GCC code that seems to break inline assembly rules but an expert believes otherwise
Asked Answered
C

1

12

I was engaged with an expert who allegedly has vastly superior coding skills than myself who understands inline assembly far better than I ever could.

One of the claims is that as long as an operand appears as an input constraint, you don't need to list it as a clobber or specify that the register has been potentially modified by the inline assembly. The conversation came about when someone else was trying to get assistance on a memset implementation that was effectively coded this way:

void *memset(void *dest, int value, size_t count)
{
    asm volatile  ("cld; rep stosb" :: "D"(dest), "c"(count), "a"(value));
    return dest;
}

The expert's claim when I commented about the issue with clobbering registers without telling the compiler, was to tell us that:

"c"(count) already tells the compiler c is clobbered

I found an example in the expert's own operating system where they write similar code with the same design pattern. They use Intel syntax for their inline assembly. This hobby operating system code operates in a kernel (ring0) context. An example is this buffer swap function1:

void swap_vbufs(void) {
    asm volatile (
        "1: "
        "lodsd;"
        "cmp eax, dword ptr ds:[rbx];"
        "jne 2f;"
        "add rdi, 4;"
        "jmp 3f;"
        "2: "
        "stosd;"
        "3: "
        "add rbx, 4;"
        "dec rcx;"
        "jnz 1b;"
        :
        : "S" (antibuffer0),
          "D" (framebuffer),
          "b" (antibuffer1),
          "c" ((vbe_pitch / sizeof(uint32_t)) * vbe_height)
        : "rax"
    );

    return;
}

antibuffer0, antibuffer1, and framebuffer are all buffers in memory treated as arrays of uint32_t. framebuffer is actual video memory (MMIO) and antibuffer0, antibuffer1 are buffers allocated in memory.

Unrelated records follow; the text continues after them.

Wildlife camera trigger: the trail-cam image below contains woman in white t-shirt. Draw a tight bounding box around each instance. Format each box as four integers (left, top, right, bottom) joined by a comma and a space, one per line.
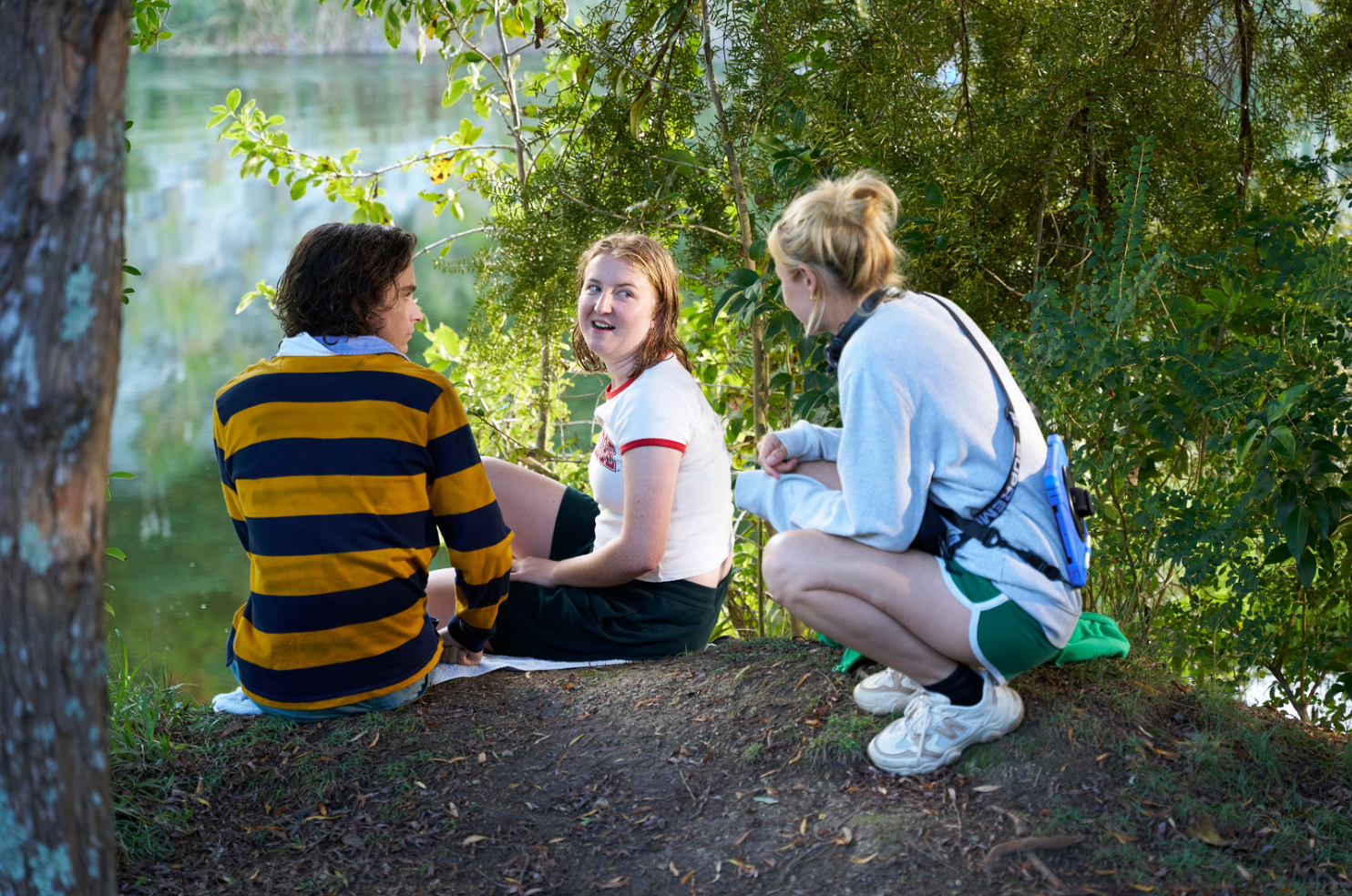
427, 234, 732, 659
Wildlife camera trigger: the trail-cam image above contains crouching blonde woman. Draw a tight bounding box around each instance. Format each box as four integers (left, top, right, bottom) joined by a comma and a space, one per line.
735, 173, 1081, 774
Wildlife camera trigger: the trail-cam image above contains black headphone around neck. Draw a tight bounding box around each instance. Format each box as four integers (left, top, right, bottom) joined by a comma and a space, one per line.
826, 287, 902, 373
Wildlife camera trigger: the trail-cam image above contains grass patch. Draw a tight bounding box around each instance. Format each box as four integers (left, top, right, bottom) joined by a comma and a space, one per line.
803, 708, 882, 765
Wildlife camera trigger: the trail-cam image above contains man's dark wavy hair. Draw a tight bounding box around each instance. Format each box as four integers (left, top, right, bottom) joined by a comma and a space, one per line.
273, 224, 418, 337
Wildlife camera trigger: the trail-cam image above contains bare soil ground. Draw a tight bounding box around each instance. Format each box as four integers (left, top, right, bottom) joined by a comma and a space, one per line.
114, 640, 1352, 896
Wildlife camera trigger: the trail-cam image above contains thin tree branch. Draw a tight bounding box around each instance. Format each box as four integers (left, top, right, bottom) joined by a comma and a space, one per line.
558, 22, 709, 103
554, 187, 741, 245
414, 224, 494, 258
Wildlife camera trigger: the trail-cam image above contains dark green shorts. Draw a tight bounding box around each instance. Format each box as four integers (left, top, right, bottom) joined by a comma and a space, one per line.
492, 488, 732, 659
934, 556, 1060, 683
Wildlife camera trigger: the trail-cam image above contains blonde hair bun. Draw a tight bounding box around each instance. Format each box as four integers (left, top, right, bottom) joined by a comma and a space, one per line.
766, 170, 903, 298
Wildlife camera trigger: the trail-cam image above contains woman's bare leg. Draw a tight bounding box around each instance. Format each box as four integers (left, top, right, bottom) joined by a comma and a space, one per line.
794, 461, 841, 492
427, 457, 565, 623
763, 530, 980, 684
484, 457, 567, 556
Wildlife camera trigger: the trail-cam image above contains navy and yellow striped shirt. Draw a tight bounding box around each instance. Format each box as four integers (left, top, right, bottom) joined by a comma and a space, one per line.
212, 354, 511, 709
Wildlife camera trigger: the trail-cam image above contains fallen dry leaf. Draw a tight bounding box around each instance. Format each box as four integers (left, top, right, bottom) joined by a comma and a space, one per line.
986, 834, 1084, 868
1183, 815, 1234, 846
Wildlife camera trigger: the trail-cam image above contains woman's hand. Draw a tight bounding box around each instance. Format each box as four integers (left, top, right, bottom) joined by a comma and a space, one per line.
436, 626, 484, 667
756, 433, 798, 478
511, 556, 558, 588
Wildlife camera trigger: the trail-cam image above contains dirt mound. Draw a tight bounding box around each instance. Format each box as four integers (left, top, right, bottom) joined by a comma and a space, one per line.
114, 640, 1352, 896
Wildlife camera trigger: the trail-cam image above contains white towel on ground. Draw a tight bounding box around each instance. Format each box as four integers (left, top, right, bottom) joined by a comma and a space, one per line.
211, 653, 629, 715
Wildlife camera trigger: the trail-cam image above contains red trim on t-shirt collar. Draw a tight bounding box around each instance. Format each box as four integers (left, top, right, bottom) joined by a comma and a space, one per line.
606, 377, 638, 402
620, 439, 685, 454
606, 351, 676, 402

The global variables are properly set up before this function is called. They are declared as:

volatile uint32_t *framebuffer;
volatile uint32_t *antibuffer0;
volatile uint32_t *antibuffer1;

int vbe_width = 1024;
int vbe_height = 768;
int vbe_pitch;

My Questions and Concerns about this Kind of Code

As an apparent neophyte to inline assembly having an apparent naive understanding of the subject, I'm wondering whether my apparent uneducated belief this code is potentially very buggy is correct. I want to know if these concerns have any merit:

  1. RDI, RSI, RBX, and RCX are all modified by this code. RDI and RSI are incremented by LODSD and STOSD implicitly. The rest are modified explicitly with

        "add rbx, 4;"
        "dec rcx;"
    

    None of these registers are listed as input/output nor are they listed as output operands. I believe these constraints need to be modified to inform the compiler that these registers may have been modified/clobbered. The only register that is listed as clobbered which I believe is correct is RAX. Is my understanding correct? My feeling is that RDI, RSI, RBX, and RCX should be input/output constraints (Using the + modifier). Even if one tries to argue that the 64-bit System V ABI calling convention will save them (assumptions that a poor way IMHO to write such code) RBX is a non-volatile register that will change in this code.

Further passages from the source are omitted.